Hi David,
have a question that I can't seem to find an answer to, hopefully you can advise.
Your normal PT install includes a robots.txt file containing the following:
User-agent: *
Disallow: /categories.php
Disallow: /brands.php
Disallow: /reviews.php
Disallow: /category/
Disallow: /brand/
Disallow: /review/
Disallow: /admin/
Disallow: /search.php
Disallow: /jump.php
Assuming a normal recommended install of PT on WP, where price-tapestry has been installed at wp-root/pt, what would your revised robots.txt now look like and what unwanted file/folders would you remove from the pt folder ?
Thanks.
Hi David,
thanks for your reply, although I am a little confused.
What about the files / folders in the pt directory ? (as asked)
As I understand it, crawlers only take notice of the robots.txt file that is included at root, not from a sub-directory / folder.
Originally files / folders were excluded from being crawled with your included robots.txt file, but now as the /pt directory is not fully included at root, they will presumably setup duplicate content between the two installs. Would it not be better to either remove some of the unwanted files / folders from /pt or use Disallow: /pt/ in the new WP robots.txt ?
What is actually still needed in /pt for WP PTO to function correctly ?
Thanks.
Hi,
You could do both;
Disallow: /pt/
(in which case no need for the disallow /pt/jump.php)
And you can cut the top level files in /pt/ to just:
/pt/config.php
/pt/config.advanced.php
/pt/jump.php
In addition, I would upload placeholder /pt/index.php:
<?php
?>
...and /pt/index.html:
<!-- -->
Cheers,
David.
--
PriceTapestry.com
Hi David, back again!
Now I have the correct robots.txt in place, it has at last managed to remove about 90% of the duplicate page titles I was seeing.

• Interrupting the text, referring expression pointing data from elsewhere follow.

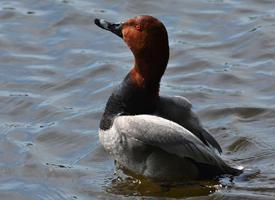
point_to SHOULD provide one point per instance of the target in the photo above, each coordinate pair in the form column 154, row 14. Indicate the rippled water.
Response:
column 58, row 69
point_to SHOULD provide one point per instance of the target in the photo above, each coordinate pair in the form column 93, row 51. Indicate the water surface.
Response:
column 58, row 69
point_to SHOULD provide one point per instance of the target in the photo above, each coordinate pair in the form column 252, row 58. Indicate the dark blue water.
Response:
column 57, row 70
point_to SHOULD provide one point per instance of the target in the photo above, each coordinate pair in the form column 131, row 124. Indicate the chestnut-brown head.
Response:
column 147, row 38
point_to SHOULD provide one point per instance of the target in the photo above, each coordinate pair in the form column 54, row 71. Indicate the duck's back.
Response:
column 178, row 109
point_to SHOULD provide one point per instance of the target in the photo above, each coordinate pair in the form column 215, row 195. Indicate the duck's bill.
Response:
column 115, row 28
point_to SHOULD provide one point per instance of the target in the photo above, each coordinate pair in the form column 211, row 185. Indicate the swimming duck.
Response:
column 155, row 136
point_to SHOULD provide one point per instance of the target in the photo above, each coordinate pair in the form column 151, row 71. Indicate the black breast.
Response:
column 128, row 99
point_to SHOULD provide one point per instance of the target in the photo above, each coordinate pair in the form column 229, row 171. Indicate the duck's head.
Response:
column 147, row 38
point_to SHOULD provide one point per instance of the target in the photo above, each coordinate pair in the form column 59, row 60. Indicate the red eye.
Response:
column 138, row 27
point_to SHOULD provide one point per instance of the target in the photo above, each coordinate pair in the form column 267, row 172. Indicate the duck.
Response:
column 153, row 135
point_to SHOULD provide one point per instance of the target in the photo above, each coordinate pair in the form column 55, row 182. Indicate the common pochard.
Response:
column 159, row 137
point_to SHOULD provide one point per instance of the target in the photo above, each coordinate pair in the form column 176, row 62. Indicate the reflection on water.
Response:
column 58, row 69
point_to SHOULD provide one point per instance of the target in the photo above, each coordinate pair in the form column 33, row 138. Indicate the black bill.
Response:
column 116, row 28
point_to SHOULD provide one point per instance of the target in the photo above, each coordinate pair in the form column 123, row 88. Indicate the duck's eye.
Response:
column 138, row 27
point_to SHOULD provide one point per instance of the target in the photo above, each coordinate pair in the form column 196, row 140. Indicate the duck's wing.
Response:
column 168, row 136
column 179, row 109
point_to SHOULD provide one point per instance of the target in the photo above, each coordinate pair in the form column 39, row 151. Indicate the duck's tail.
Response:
column 233, row 171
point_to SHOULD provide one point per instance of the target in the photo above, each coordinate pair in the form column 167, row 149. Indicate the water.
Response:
column 58, row 69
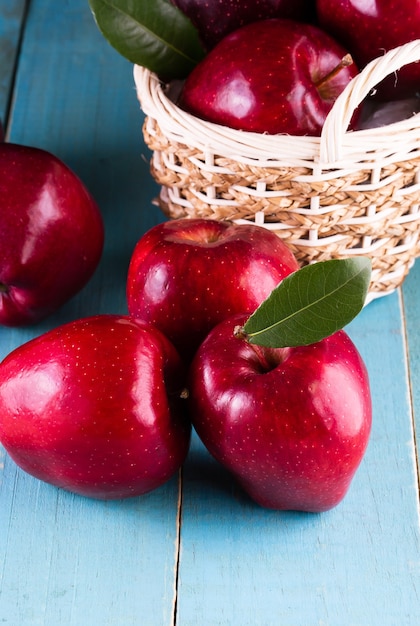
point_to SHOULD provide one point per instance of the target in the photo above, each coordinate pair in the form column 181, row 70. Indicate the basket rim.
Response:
column 334, row 148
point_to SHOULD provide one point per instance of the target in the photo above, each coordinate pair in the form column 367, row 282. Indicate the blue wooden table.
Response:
column 195, row 552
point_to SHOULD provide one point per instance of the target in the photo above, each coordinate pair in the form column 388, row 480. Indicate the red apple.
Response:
column 272, row 76
column 369, row 29
column 187, row 275
column 51, row 234
column 93, row 407
column 291, row 424
column 214, row 19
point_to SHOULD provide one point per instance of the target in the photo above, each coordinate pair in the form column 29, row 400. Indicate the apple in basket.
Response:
column 187, row 275
column 288, row 415
column 214, row 19
column 272, row 76
column 369, row 29
column 51, row 234
column 94, row 407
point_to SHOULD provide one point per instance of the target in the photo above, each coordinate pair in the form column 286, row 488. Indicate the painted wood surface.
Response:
column 196, row 552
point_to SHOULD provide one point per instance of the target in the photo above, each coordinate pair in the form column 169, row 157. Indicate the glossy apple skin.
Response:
column 214, row 19
column 368, row 29
column 292, row 425
column 262, row 78
column 185, row 276
column 51, row 234
column 93, row 407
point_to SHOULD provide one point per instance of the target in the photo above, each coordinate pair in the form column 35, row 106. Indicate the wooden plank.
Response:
column 11, row 18
column 411, row 298
column 358, row 564
column 65, row 559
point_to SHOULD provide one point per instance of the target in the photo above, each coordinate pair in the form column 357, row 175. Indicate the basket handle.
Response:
column 338, row 119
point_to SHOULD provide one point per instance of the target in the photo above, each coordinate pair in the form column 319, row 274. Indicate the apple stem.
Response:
column 240, row 333
column 345, row 62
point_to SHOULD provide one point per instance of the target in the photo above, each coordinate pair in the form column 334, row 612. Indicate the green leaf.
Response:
column 152, row 33
column 310, row 304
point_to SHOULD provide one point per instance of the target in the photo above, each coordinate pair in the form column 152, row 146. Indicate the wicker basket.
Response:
column 341, row 194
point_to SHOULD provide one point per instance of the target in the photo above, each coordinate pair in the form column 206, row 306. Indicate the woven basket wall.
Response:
column 334, row 196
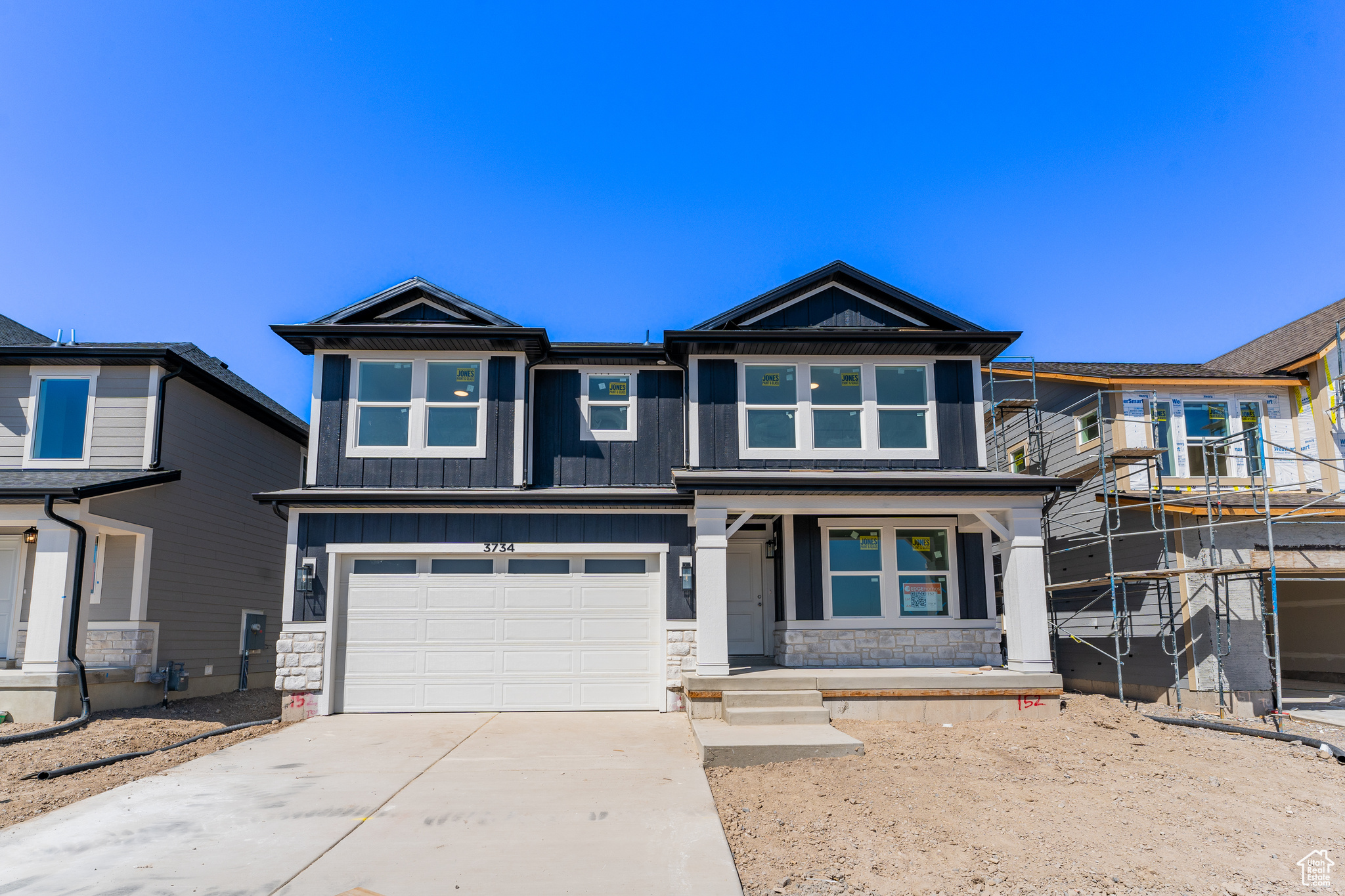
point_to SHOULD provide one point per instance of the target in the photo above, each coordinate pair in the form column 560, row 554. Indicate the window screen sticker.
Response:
column 921, row 597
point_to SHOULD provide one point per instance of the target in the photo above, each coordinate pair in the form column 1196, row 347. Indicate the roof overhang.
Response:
column 885, row 482
column 165, row 358
column 481, row 499
column 414, row 337
column 73, row 492
column 839, row 340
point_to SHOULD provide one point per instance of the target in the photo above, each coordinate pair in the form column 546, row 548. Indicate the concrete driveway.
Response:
column 401, row 805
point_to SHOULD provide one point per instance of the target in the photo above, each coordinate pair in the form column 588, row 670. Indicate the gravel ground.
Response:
column 123, row 731
column 1098, row 801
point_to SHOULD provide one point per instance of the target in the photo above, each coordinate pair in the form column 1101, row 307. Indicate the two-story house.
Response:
column 127, row 472
column 496, row 522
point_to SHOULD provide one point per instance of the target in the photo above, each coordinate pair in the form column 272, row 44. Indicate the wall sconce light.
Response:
column 304, row 580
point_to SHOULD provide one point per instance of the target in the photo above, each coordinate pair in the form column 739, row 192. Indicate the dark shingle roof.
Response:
column 1134, row 371
column 1292, row 341
column 15, row 333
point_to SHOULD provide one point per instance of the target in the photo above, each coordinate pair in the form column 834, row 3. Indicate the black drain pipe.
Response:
column 1274, row 735
column 72, row 640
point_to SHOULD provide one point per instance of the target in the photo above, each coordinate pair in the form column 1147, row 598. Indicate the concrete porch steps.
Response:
column 775, row 708
column 724, row 744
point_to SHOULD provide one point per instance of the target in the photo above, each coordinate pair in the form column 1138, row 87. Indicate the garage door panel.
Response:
column 627, row 598
column 370, row 598
column 459, row 696
column 459, row 661
column 617, row 629
column 447, row 643
column 540, row 598
column 381, row 661
column 558, row 629
column 397, row 630
column 632, row 661
column 460, row 629
column 483, row 598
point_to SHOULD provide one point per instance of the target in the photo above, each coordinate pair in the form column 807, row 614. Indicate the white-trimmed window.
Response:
column 835, row 409
column 607, row 406
column 417, row 408
column 888, row 570
column 61, row 403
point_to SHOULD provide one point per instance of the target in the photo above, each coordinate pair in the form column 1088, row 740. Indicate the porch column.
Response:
column 712, row 591
column 50, row 602
column 1026, row 621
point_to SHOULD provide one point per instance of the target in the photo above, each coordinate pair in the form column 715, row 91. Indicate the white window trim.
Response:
column 870, row 408
column 50, row 372
column 586, row 433
column 891, row 585
column 418, row 408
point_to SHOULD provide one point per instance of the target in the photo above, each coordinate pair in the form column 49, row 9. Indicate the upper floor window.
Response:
column 607, row 406
column 837, row 410
column 418, row 408
column 61, row 412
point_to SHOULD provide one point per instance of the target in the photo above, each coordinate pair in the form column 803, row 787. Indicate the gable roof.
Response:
column 1293, row 341
column 898, row 304
column 15, row 333
column 198, row 368
column 409, row 293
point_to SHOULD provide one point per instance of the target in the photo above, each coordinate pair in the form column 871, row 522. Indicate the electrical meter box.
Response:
column 255, row 631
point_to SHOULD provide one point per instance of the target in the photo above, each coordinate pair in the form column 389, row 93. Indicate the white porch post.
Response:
column 1026, row 620
column 712, row 591
column 51, row 598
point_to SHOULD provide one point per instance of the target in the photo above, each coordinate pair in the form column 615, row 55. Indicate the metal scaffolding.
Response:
column 1024, row 441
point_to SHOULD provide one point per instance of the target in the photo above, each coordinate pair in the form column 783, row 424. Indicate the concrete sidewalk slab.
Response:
column 244, row 820
column 594, row 802
column 554, row 802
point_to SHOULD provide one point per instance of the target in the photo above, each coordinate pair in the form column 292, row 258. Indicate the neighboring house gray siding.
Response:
column 119, row 418
column 215, row 551
column 119, row 570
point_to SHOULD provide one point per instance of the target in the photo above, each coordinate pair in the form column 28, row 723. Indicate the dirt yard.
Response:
column 121, row 731
column 1098, row 801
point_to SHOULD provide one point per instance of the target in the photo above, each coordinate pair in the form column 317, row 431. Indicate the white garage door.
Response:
column 455, row 633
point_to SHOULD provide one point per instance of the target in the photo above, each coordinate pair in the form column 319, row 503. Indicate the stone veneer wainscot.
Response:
column 888, row 648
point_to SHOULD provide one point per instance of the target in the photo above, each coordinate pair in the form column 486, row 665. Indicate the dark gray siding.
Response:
column 493, row 471
column 717, row 418
column 831, row 308
column 562, row 457
column 971, row 575
column 319, row 530
column 807, row 568
column 215, row 551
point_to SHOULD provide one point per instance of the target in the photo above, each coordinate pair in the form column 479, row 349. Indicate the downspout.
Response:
column 155, row 463
column 72, row 639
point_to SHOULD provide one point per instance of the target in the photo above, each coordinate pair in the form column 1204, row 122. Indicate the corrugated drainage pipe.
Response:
column 1274, row 735
column 100, row 763
column 76, row 598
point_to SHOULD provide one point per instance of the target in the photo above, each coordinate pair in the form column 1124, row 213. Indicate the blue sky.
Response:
column 1121, row 182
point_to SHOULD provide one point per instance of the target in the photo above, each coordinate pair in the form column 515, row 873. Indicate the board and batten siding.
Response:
column 215, row 550
column 319, row 530
column 493, row 471
column 717, row 419
column 562, row 457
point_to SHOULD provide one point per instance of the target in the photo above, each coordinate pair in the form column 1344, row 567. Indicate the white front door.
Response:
column 745, row 636
column 9, row 589
column 505, row 631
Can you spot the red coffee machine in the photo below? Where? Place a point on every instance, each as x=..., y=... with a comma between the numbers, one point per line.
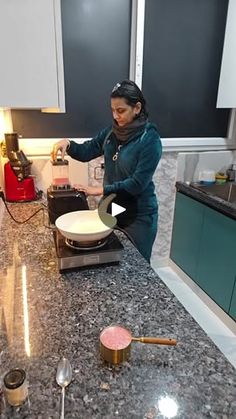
x=19, y=185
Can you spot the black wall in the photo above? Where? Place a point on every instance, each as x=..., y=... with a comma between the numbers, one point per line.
x=96, y=39
x=182, y=57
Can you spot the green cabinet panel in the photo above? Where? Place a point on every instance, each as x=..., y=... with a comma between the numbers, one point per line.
x=216, y=268
x=187, y=227
x=232, y=309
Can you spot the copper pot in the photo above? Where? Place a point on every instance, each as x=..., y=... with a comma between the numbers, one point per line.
x=115, y=343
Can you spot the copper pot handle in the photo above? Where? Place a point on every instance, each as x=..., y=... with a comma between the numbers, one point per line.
x=160, y=341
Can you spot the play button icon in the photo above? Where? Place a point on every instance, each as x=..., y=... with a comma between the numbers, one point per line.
x=116, y=209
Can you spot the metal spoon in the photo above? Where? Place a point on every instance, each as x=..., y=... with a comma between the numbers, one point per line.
x=63, y=377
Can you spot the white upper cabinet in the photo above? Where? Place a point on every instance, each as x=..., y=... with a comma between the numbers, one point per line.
x=31, y=70
x=227, y=84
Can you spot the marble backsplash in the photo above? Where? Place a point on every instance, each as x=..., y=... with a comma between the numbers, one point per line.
x=173, y=166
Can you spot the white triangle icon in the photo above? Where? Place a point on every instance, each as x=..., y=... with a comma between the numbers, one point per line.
x=116, y=209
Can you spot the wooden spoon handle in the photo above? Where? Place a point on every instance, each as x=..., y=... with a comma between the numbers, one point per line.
x=160, y=341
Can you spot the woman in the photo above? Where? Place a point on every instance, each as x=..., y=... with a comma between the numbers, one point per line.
x=132, y=150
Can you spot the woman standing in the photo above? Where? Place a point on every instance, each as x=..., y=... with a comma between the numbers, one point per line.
x=132, y=149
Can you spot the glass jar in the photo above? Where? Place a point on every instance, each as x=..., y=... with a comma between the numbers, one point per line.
x=15, y=386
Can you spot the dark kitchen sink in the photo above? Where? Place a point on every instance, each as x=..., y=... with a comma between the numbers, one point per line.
x=227, y=191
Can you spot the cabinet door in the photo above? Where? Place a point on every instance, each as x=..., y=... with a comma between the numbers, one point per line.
x=29, y=54
x=187, y=227
x=217, y=262
x=232, y=309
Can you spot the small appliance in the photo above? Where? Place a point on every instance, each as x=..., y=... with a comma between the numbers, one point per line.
x=19, y=184
x=61, y=196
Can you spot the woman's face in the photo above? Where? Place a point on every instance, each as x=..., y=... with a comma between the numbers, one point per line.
x=122, y=112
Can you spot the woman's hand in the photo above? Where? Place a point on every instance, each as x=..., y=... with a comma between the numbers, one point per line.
x=90, y=190
x=60, y=146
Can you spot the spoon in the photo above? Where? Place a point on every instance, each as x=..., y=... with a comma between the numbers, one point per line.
x=63, y=377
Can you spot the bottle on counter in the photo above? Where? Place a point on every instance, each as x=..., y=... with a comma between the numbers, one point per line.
x=15, y=386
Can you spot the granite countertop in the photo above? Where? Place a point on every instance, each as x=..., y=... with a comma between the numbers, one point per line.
x=45, y=315
x=221, y=205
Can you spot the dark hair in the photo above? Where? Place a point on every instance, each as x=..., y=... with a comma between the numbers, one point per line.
x=129, y=90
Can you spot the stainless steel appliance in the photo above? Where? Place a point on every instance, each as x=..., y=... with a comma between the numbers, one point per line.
x=61, y=196
x=71, y=255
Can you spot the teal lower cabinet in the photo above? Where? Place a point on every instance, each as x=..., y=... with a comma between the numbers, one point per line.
x=186, y=235
x=217, y=262
x=203, y=246
x=232, y=309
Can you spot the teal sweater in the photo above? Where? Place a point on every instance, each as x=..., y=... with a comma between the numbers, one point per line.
x=133, y=170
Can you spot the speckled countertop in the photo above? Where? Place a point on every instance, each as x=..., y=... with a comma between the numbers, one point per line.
x=45, y=315
x=215, y=202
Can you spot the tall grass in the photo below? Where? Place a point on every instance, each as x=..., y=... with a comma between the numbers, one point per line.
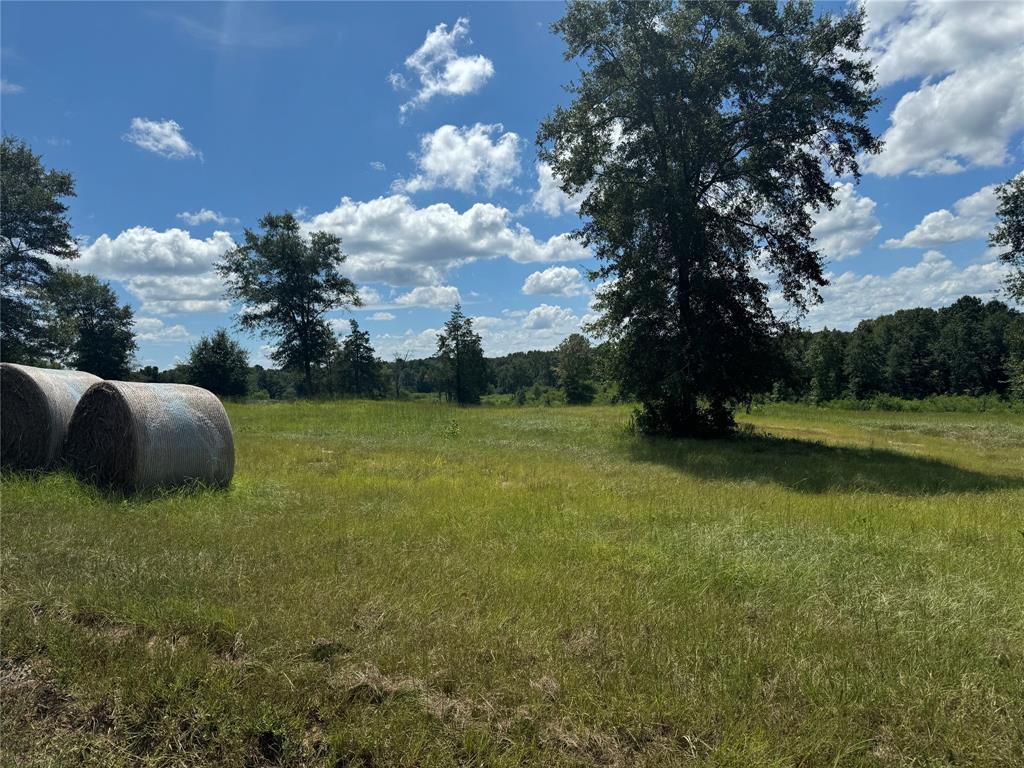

However I still seem to have quite a few left all attributed to /merchant/.
Would you have any idea what could be causing them ?
A couple of examples;
https://example.com/merchant/merchant-name
https://example.com/merchant/merchant-name/
Permalinks setup with no trailing forward slash.
Hi,
First double check that there are no links being generated to the versions ending "/" - specifically, from the /shopping page go to Merchant A-Z and ensure that you have
https://example.com/merchant
...and then select a merchant, which should then be;
https://example.com/merchant/merchant-name
If that all looks OK, try adding to your WordPress .htaccess the following rule to make sure that any request to the old "/" versions is 301 (Moved Permanently) redirected to the new version:
RewriteRule ^merchant/(.*)/$ merchant/$1 [L,R=301]
Hope this helps!
Cheers,
David.
--
PriceTapestry.com
The equivalent would be;
Disallow: /productcategory
Disallow: /brand
Disallow: /review
Disallow: /shopping?pto_q=
Disallow: /pt/jump.php
(if your site is review focussed you might want to permit the /review path, the reason for the exclusion is to avoid duplicate content with the /product path...)
Cheers,
David.
--
PriceTapestry.com